"NuSTAR will give us a unique look at the Sun, from the deepest to the highest parts of its atmosphere," said David Smith, a solar physicist and member of the NuSTAR team at University of California, Santa Cruz.

This first solar image from NuSTAR demonstrates that the telescope can, in fact, gather data about the Sun. With NuSTAR's high-energy views, it has the potential to capture hypothesised nanoflares - smaller versions of the Sun's giant flares that erupt with charged particles and high-energy radiation.

Nanoflares, should they exist, may explain why the Sun's outer atmosphere, called the corona, is sizzling hot, a mystery called the 'coronal heating problem'.

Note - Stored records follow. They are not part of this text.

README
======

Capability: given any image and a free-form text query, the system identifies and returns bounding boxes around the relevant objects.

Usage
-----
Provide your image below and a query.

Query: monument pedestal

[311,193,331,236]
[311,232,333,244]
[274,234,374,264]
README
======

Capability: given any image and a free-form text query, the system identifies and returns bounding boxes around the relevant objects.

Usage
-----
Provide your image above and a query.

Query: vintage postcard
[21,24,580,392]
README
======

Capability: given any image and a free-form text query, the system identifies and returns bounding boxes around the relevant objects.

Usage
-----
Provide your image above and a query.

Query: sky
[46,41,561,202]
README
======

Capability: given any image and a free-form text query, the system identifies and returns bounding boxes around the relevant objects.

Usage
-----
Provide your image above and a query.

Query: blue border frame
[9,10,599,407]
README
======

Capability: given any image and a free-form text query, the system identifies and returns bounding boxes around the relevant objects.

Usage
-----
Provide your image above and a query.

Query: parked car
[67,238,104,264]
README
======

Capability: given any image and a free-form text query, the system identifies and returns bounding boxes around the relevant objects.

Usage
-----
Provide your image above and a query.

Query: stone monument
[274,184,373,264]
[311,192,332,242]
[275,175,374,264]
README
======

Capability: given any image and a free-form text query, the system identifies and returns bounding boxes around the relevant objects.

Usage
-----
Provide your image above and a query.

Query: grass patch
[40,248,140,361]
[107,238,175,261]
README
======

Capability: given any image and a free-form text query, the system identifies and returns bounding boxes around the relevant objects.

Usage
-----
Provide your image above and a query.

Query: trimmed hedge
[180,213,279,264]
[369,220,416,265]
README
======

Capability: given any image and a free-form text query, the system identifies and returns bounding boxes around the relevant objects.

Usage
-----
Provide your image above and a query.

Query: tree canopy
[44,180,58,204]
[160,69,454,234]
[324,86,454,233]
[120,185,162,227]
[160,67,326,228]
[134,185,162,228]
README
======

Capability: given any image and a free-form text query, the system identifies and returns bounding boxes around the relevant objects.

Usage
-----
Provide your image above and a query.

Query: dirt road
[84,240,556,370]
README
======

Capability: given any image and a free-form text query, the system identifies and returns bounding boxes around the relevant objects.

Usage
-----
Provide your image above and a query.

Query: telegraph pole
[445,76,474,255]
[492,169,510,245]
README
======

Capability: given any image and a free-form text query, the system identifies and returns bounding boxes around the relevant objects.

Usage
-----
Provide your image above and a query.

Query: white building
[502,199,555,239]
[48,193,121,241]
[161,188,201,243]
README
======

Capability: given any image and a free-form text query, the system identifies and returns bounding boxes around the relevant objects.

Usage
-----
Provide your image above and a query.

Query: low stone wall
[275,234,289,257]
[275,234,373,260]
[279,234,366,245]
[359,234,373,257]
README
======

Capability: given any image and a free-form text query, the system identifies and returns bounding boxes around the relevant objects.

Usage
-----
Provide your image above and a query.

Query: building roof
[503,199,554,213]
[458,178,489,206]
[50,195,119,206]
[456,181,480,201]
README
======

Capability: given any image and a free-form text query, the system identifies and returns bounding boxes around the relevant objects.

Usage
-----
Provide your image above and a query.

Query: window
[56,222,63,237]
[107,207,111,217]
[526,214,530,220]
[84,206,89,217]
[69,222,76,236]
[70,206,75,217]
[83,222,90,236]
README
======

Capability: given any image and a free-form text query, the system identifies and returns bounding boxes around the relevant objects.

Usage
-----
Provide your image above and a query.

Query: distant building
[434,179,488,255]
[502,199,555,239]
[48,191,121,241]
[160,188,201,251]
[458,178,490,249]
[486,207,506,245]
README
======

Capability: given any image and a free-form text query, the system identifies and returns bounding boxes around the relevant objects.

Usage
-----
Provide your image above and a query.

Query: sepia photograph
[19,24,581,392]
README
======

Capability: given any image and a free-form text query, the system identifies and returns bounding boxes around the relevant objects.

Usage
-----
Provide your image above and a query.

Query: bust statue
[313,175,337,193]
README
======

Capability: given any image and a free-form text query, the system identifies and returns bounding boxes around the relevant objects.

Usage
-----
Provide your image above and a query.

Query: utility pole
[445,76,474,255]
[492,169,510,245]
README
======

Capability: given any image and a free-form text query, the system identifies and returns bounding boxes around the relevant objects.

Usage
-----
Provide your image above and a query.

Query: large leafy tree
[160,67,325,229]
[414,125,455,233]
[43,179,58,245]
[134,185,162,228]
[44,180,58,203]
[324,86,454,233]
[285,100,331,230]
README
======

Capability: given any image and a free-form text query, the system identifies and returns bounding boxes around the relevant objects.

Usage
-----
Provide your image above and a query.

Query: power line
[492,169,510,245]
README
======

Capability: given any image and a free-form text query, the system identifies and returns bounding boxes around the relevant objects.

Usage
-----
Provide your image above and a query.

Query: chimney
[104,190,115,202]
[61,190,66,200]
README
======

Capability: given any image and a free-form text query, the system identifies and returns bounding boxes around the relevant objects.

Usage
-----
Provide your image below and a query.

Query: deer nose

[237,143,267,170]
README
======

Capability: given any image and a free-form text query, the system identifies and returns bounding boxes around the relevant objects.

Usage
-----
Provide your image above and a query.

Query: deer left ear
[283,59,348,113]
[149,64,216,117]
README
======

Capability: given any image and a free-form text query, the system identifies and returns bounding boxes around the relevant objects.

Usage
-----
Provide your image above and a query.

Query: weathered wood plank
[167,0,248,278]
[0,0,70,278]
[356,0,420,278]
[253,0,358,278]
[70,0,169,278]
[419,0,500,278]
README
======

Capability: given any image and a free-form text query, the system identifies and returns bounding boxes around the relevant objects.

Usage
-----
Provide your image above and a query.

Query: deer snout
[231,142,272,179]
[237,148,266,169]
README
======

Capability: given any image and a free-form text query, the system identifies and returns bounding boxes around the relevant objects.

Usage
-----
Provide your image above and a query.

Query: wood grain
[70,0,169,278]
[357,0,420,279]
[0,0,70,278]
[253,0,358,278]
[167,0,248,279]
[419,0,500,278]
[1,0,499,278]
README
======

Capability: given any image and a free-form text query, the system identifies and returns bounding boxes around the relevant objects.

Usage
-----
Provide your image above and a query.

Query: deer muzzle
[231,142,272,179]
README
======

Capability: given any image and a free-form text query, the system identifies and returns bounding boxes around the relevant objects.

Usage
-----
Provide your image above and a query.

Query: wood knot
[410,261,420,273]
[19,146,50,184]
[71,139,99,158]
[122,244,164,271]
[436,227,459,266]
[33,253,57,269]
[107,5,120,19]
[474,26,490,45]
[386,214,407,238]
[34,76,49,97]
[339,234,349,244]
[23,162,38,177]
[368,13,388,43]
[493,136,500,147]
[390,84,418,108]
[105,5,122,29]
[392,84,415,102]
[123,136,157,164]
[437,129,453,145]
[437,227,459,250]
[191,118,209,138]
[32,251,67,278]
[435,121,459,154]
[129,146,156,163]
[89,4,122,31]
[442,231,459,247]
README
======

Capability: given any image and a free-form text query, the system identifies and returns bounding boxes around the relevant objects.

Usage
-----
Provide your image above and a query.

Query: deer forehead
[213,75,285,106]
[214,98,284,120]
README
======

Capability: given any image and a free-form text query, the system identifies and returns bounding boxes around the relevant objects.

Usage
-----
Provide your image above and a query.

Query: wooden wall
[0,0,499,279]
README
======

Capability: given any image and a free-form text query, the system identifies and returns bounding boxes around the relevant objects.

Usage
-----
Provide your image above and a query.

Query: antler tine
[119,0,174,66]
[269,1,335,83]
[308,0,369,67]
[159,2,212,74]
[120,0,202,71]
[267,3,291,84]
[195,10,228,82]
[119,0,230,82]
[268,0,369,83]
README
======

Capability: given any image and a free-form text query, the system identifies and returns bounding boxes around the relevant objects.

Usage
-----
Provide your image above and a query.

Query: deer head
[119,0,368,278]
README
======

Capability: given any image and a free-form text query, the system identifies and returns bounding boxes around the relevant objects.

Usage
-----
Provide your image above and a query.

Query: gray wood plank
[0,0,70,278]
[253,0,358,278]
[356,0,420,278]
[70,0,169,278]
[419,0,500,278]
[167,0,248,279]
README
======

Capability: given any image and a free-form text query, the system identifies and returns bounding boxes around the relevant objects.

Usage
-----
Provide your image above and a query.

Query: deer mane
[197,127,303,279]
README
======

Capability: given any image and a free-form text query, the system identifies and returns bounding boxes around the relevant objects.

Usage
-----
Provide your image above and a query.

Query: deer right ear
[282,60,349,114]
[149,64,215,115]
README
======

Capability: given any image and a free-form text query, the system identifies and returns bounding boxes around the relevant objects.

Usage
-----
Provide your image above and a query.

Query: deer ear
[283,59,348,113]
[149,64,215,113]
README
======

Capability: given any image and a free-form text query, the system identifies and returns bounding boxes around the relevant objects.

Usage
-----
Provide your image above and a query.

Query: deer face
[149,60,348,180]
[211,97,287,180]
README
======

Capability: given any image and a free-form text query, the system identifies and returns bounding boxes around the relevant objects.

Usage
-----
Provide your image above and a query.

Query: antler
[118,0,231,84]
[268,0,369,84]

The corona is, on average, one million degrees Celsius while the surface of the Sun is relatively cooler at 6,000 degrees Celsius.

It is like a flame coming out of an ice cube. Nanoflares, in combination with flares, may be sources of the intense heat. If NuSTAR can catch nanoflares in action, it may help solve this decades-old puzzle.

"NuSTAR will be exquisitely sensitive to the faintest X-ray activity happening in the solar atmosphere, and that includes possible nanoflares," Smith said.

Future images will provide even better data as the Sun winds down in its solar cycle, NASA said in a statement.